Many options primers will be filled with big words that don't provide much explanation such as 'iron condor', 'vertical spread', or my favorite, the 'short calendar ratio spread'. Unless you know a lot about options (and I mean A LOT), these names won't really tell you much. In fact, unless you want to really take a month or two of full time work to study about options I don't recommend you use them for investing. Aside from that, you will use options in your work life, and most likely you won't even know it.
An option is simply a contract between two people where one party agrees to buy a set amount of something from a second party at a later date. In the case of securities (stocks), an option is an agreement to buy or sell 100 shares of stock at a specified price at or before a set date in the future. As I said earlier, without adequate study you should play around with these options but if you work at a publicly traded company you will see another kind of options, and those are generally referred to as 'stock options'.

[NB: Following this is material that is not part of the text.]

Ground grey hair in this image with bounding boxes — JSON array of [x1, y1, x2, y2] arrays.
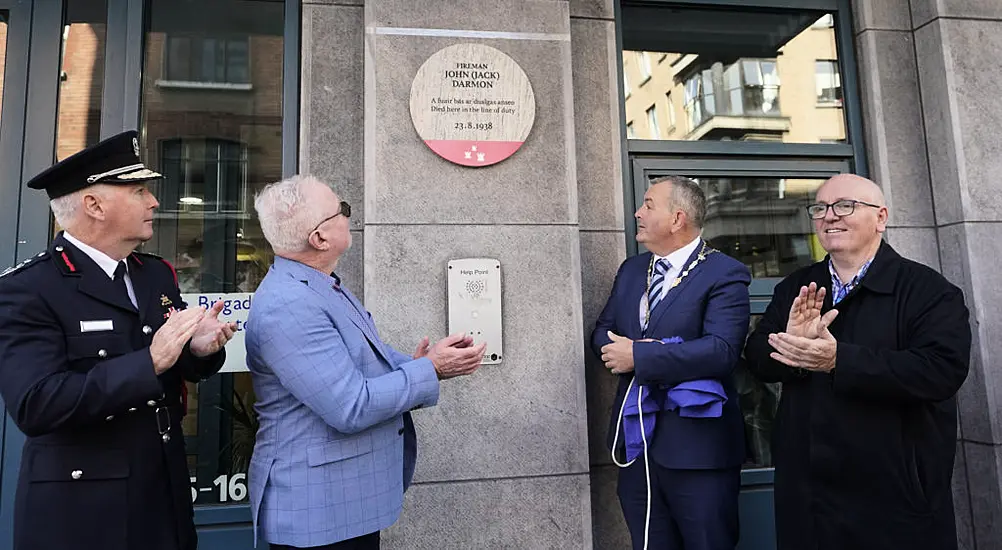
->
[[650, 175, 706, 229], [49, 189, 83, 228], [254, 174, 327, 253]]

As anyone in the working world should already know, a stock option is something that a person who has achieved a fairly high level in a company gets. Basically what they are is a contact that allows someone to buy the company's stock at a discounted price at some point in the future. They are often a good way to pay something because the person receiving the option will want to work hard so that the price of the stock goes up and they make more money, and the company will therefore get a harder working employee. Additionally, these options are often used as a replacement for a portion of the worker's salary so the employer gets to free up some extra cash to deploy somewhere else. For our purposes, these stock options are exactly like the stock options that traders and investors use and you didn't even need a degree in finance to know what they are. For most of you, it may have been told to you a long time ago!